We call America the Land of Opportunity, but we seldom act like it. When we are not complaining about what the government doesn’t do for us, we seem to harp just as loud when we have to pay for what it does do for us.
But it starts to sink in when you talk to people who want to become Americans. I don’t know anyone who would actually want to move away and become a citizen of another country. Oh, I think about what it would be like to open a bar on the beach at Rota, Spain, where I went once for the wedding of my brother-in-law.
They really have a truly laidback lifestyle, and in Rota there are so many sailors, not knowing the lingo wouldn’t be such a problem – I like to think.
But I couldn’t really give up pizza, TV without subtitles, my beloved Dawgs or my grandchildren just a few miles down the road. There is so much I love about living here that I don’t even realize it most of the time.
So imagine what it takes for those who up-stakes and move to a completely new environment. Why do they do it?
Well most do it because they buy into the idea that this is the Land of Opportunity – usually because they come from places that have no opportunities. And I don’t mean just the people who risk life and limb to come here to pick tomatoes for $5 an hour or to work in a chicken rendering plant. We know about those.

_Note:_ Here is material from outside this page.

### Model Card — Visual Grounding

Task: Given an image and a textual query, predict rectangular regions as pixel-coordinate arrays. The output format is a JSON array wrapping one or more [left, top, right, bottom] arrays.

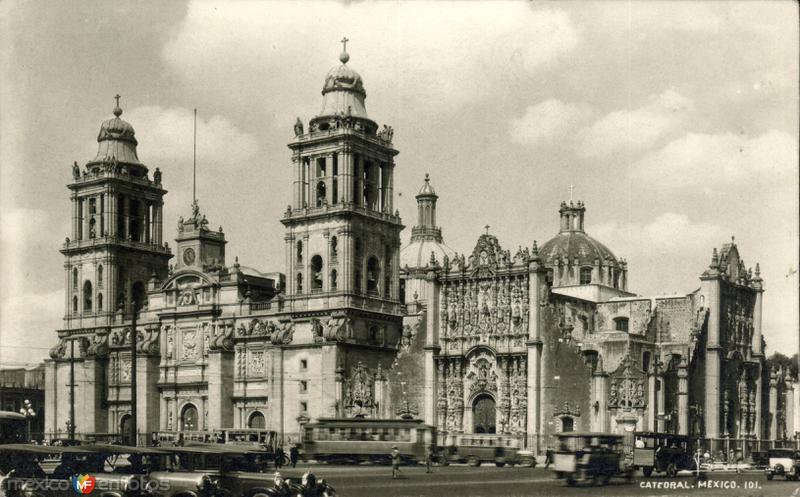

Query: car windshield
[[769, 449, 795, 458]]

But there are plenty of well-educated and smart people who come here for the opportunity to succeed based on merit and hard work.
You know they said the early pioneers who trekked west were only the strong. They said the cowards never started and the weak never made it. It is not so different today. You have to be strong and brave to come to a new land with a new language, strange customs and laws.
Oh, I know we have such a porous border, and we are frustrated by so many who come here illegally.
But I am here to talk about those who are here with papers. They want more than just the opportunities they find here. They want to belong.
That is what a co-worker where my wife used to work wanted. Lyuba came from the former Soviet Union with her husband to escape religious persecution. She was a musician there, but here she had to take what work she could find.
That didn’t matter. The happiest I ever saw her (and she was always happy) was the day she got her citizenship. It was her true birthday, she said.
I happened to be at North Fulton Community Charities and found out they are in the birthday business also. That is, they offer citizenship classes to North Fulton residents.
NFCC Program Director Eden Purdy wears that hat too. They offer the six-week classes two times a year to documented residents in addition to GED classes and English classes. Other programs include financial literacy – teaching how to save and the mechanics of saving, life skills in America and more.
NFCC does many things to help people in need. But this is one job the staff is happy to perform.